Over the years, as I’ve gotten older, my facial hair has also gotten thicker and heavier.  I first noticed the increase of heft during those mustached stretches, as in recent years I could get a surprisingly Tom Selleck/Sam Elliott thing going if I gave it time.  Which made me think: if I had vetoed the grown-out full beard on account of thinness, perhaps that would no longer be an issue.  So I resolved I’d let my beard grow for at least a month or two past my normal 3-week cap, and see what happened.
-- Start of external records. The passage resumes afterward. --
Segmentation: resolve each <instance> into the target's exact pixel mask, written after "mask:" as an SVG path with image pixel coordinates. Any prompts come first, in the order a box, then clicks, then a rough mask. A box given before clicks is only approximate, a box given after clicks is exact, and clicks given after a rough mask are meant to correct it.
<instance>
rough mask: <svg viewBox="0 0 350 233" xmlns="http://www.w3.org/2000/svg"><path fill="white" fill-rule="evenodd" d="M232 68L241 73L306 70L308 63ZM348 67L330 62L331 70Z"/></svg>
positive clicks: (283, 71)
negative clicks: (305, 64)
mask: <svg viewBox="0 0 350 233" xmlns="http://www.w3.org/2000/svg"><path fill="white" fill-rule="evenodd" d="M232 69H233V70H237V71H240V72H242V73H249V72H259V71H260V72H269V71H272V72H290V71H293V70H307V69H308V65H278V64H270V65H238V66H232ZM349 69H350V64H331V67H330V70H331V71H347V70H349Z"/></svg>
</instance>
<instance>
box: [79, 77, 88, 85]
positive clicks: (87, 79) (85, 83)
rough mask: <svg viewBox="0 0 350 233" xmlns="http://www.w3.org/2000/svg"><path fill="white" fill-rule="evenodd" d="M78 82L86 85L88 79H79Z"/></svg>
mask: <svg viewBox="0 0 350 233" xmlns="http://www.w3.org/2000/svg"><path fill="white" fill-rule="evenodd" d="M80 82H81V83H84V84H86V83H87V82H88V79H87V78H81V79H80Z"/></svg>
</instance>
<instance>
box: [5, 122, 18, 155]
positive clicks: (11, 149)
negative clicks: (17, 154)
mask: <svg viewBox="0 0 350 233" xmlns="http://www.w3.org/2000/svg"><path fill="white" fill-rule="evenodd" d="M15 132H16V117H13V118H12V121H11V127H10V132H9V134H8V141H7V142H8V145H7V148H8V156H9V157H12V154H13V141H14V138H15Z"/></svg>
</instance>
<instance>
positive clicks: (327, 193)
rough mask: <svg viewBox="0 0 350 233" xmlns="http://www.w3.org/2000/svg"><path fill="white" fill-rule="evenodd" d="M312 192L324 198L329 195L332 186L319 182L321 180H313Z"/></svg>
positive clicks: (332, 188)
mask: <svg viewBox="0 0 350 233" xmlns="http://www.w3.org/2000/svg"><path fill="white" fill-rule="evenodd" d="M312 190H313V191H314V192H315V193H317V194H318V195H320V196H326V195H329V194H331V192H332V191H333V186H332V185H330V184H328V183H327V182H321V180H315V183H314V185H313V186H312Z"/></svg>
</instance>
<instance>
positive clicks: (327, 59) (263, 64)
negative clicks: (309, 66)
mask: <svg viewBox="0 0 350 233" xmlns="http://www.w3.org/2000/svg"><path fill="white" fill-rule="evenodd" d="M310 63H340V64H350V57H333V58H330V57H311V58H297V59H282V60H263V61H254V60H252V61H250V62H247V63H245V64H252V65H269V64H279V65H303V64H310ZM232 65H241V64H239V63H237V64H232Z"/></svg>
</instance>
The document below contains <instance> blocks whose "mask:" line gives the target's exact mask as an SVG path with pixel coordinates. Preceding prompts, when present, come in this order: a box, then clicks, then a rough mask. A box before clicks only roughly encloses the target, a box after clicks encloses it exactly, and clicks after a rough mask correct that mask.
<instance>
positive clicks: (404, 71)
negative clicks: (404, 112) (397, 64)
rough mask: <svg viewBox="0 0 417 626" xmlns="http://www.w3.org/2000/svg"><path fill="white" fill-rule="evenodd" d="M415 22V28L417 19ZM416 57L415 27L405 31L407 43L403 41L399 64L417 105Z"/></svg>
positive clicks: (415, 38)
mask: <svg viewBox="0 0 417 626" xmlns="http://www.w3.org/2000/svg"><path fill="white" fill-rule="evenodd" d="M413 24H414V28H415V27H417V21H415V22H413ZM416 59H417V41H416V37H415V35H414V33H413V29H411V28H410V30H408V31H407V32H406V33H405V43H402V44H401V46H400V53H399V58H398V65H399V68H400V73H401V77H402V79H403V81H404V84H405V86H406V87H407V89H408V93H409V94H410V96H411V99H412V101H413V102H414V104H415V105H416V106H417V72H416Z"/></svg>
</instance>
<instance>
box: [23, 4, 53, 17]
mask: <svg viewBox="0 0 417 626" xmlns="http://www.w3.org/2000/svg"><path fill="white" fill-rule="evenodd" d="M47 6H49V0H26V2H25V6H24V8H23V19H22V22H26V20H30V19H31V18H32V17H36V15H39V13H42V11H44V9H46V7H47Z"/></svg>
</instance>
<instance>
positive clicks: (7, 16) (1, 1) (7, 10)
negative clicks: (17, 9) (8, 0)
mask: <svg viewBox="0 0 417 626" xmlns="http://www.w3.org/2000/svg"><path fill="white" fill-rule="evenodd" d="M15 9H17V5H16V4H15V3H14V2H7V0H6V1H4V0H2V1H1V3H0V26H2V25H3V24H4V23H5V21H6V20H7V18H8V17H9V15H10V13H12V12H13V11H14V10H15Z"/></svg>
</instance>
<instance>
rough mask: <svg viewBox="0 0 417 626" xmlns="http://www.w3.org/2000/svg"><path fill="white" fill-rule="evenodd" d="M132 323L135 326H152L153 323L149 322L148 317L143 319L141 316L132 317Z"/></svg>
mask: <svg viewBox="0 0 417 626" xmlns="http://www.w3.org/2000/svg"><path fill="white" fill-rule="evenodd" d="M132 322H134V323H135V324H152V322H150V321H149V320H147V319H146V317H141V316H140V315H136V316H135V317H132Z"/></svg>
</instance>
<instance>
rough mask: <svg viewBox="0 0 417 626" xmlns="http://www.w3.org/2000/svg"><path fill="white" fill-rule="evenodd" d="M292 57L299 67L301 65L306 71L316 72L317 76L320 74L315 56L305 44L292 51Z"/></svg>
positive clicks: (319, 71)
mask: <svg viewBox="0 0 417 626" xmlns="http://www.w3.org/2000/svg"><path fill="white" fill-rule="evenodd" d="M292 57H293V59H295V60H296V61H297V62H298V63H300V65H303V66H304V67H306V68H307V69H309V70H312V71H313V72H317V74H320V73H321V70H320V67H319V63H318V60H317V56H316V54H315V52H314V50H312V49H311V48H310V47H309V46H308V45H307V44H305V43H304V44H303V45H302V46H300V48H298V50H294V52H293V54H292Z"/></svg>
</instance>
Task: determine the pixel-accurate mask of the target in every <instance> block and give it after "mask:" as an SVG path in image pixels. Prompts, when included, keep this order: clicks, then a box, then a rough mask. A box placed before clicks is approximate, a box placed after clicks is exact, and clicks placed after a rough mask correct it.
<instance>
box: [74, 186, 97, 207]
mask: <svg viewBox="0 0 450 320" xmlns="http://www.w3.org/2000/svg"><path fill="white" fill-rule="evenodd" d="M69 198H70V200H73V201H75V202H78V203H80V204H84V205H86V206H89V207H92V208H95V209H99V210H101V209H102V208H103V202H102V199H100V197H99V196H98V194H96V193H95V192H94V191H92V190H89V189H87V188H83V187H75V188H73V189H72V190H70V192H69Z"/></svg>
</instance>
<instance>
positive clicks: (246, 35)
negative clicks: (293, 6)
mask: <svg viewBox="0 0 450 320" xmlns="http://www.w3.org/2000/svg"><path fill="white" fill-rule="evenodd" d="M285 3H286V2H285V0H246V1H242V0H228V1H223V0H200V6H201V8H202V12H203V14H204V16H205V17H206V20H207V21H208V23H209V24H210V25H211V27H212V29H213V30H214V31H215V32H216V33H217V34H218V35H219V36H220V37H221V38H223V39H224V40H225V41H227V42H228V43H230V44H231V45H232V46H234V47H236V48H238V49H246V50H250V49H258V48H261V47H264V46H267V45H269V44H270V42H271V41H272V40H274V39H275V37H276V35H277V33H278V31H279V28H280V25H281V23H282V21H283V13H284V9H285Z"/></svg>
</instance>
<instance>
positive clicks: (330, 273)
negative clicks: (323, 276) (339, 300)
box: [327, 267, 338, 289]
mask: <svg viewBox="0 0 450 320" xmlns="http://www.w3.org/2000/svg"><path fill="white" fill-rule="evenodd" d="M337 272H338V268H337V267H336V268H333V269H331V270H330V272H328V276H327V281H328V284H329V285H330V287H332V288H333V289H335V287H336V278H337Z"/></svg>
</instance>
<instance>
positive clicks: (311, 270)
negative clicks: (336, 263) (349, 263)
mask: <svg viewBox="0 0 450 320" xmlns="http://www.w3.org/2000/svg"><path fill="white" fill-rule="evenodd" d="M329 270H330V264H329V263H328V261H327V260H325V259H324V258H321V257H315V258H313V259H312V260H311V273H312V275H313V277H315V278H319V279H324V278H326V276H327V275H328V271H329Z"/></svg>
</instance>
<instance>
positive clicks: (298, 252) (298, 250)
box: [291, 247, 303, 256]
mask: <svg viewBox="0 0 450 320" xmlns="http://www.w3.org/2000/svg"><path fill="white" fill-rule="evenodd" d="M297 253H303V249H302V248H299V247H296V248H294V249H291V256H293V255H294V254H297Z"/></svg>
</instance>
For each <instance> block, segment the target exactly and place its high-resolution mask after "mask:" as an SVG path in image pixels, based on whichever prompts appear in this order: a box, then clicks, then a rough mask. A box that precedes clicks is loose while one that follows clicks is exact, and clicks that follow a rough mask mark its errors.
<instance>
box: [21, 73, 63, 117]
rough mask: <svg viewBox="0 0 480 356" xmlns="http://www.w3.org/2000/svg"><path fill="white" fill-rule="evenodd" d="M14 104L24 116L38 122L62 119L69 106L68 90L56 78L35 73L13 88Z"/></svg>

And, indeed, it did grow in, quickly and remarkably thickly, auburn red (the color of my mother’s hair, and, according to 23&me, the remnant of a Scandinavian streak in my otherwise solely Ashkenazi Jewish Eastern European Mutt ethnicity) with the occasional speckle of gray for a touch of gravitas.  But, as it grew for month after month, I also began to realize it wasn’t really veering towards mountain man/special forces/polar explorer in the way I had hoped.  Instead, I looked, in a word, rabbinical.  All I was missing was payis (the sideburn curls), a long black coat, and a black felt hat.

So, after four solid months, I eventually shaved back to ground zero.  And, based on the immediate feedback, I dropped about a decade of perceived age in the process.  Thus, it appears the answer remains: a week or two of scruff or less.  Any more and it’s oy gevalt indeed.